The check runs on Drogon's I/O thread, immediately after route
matching and **before** the request enters the R-side dispatch
pipeline. That means:

* No queueing cost when over the limit — the 429 is built and sent
  from C++.
* R-side [dr_use()] middleware does **not** run for rejected
  requests. Conversely, allowed requests pass through middleware as
  normal.
* Native ([dr_get_cpp()]) and streaming-native ([dr_get_cpp_stream()])
  routes are limited too — the gate is in front of the worker pool
  hand-off.
* Static mounts ([dr_static()]) are *not* gated by `dr_rate_limit()`
  in the current release; throttle them with a reverse proxy.

The `Retry-After` header carries the rule's `window` (rounded up to
seconds) — a conservative upper bound on how long the client should
back off.

## Algorithms (`type =`)

```r
dr_rate_limit(app, capacity = 10L, window = 1, type = "sliding_window")
dr_rate_limit(app, capacity = 10L, window = 1, type = "fixed_window")
dr_rate_limit(app, capacity = 10L, window = 1, type = "token_bucket")
```

* **`"sliding_window"`** (default) — counts requests in the trailing
  `window` seconds. Smooth: no clock-edge bursts, but slightly more
  bookkeeping than a fixed window.
* **`"fixed_window"`** — `capacity` per fixed wall-clock interval of
  `window` seconds.
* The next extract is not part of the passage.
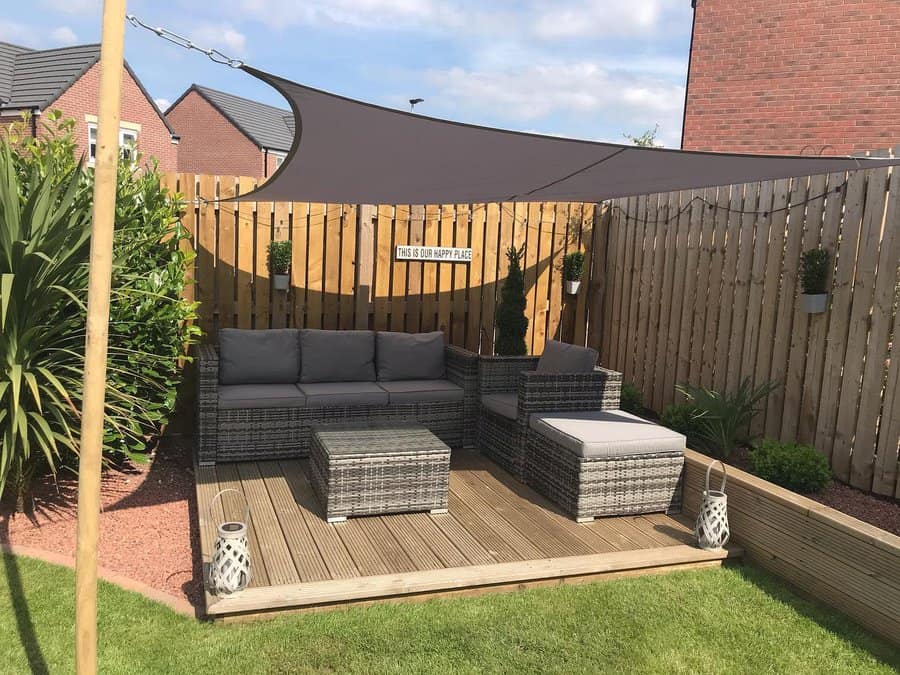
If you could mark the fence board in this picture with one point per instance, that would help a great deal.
(719, 299)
Cheapest, but allows a burst of `2 * capacity`
  across a window boundary.
* **`"token_bucket"`** — refills at `capacity / window` tokens per
  second, with `capacity` being the maximum burst. Use this when
  steady throughput matters more than tight per-window limits.
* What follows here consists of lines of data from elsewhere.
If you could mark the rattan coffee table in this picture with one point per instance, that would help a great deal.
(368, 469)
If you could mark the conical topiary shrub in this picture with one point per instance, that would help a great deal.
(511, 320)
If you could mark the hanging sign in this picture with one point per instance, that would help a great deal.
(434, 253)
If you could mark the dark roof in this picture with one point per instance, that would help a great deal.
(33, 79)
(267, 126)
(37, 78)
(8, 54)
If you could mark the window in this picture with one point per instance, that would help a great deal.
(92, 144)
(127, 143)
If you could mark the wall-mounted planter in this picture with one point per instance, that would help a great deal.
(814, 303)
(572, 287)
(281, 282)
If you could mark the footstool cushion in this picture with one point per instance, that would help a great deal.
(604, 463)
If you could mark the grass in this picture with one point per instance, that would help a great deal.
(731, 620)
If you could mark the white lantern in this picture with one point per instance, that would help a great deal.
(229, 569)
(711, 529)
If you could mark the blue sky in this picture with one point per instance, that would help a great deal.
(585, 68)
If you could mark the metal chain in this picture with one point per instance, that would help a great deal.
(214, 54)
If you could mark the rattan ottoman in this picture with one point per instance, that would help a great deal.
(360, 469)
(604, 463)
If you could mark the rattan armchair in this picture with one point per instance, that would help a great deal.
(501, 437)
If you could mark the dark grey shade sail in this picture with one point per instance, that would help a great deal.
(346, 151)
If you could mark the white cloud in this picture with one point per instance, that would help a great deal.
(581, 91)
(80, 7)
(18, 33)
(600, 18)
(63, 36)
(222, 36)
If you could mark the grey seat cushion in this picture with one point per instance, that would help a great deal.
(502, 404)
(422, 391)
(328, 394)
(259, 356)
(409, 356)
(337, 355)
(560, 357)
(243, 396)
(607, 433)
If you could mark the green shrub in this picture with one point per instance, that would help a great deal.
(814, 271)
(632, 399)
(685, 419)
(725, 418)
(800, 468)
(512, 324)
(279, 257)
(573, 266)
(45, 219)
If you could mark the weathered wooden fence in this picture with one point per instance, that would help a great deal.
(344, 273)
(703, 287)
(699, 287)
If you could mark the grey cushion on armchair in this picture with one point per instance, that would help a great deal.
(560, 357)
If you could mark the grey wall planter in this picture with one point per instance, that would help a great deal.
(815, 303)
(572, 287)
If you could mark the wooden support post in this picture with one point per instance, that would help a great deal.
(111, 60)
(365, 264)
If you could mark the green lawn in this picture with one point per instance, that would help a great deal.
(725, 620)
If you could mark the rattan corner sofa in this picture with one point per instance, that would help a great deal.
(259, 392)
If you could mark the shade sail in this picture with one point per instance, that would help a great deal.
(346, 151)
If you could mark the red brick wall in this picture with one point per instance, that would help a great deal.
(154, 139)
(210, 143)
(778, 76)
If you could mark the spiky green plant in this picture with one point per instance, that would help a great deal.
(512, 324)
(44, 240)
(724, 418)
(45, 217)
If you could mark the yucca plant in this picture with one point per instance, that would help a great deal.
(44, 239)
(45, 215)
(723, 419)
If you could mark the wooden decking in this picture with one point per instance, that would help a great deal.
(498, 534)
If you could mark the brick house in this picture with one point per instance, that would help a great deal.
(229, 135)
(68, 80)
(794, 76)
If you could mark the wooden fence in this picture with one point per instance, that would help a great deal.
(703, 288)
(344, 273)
All three are implemented by Drogon's `RateLimiter` class; drogonR
just wraps each instance in a small mutex so the I/O threads can
call `isAllowed()` concurrently without racing.

## Scope (`scope =`)

```r
dr_rate_limit(app, capacity = 10L, window = 1, routes = "/api/",
              scope = "per_route")   # default

dr_rate_limit(app, capacity = 10L, window = 1, routes = "/api/",
              scope = "global")
```

* **`"per_route"`** — each matched route gets its own bucket.
  `/api/a` and `/api/b` are throttled independently.
* **`"global"`** — one bucket shared across every matched route.
  10 hits to `/api/a` plus 0 hits to `/api/b` already exhausts the
  bucket; both routes start returning 429 until the window opens up.
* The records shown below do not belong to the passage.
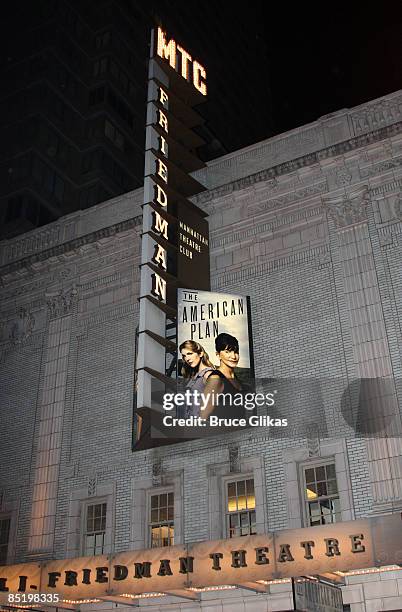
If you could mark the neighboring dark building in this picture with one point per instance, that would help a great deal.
(73, 98)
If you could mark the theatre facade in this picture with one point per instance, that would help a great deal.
(308, 224)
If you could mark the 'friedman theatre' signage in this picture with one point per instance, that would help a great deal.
(175, 242)
(238, 561)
A route may match several rules at once (`dr_rate_limit()` is
additive). To pass through, the request must satisfy **every**
matching rule.

## Prefix matching (`routes =`)

`routes` is a character vector of path **prefixes**:

```r
# all of /api/ AND /admin/, with separate budgets per route
dr_rate_limit(app, capacity = 100L, window = 60,
              routes = c("/api/", "/admin/"))
```

`NULL` (the default) matches every registered route — useful for an
app-wide cap layered on top of per-area rules.

## Per-IP limiting

Not provided by `dr_rate_limit()`. The bucket is shared across all
clients of the matched routes; if you need a per-client cap, do it
in front of drogonR (nginx `limit_req`, Caddy `rate_limit`,
Cloudflare, an API gateway, etc.). Doing per-IP enforcement at the
application layer would require maintaining a hash table of clients
keyed by source IP and pruning it under contention — a lot of
overhead for something a reverse proxy already does well.

## Operational notes

* Rules are frozen at `dr_serve()` time. Add all `dr_rate_limit()`
  calls before starting the server; they cannot be modified live.
* Call `dr_rate_limit()` **after** registering routes so prefix
  matches resolve correctly.
* The Drogon event loop cannot be restarted in the same R session,
  so changing rate-limit rules means restarting the R session.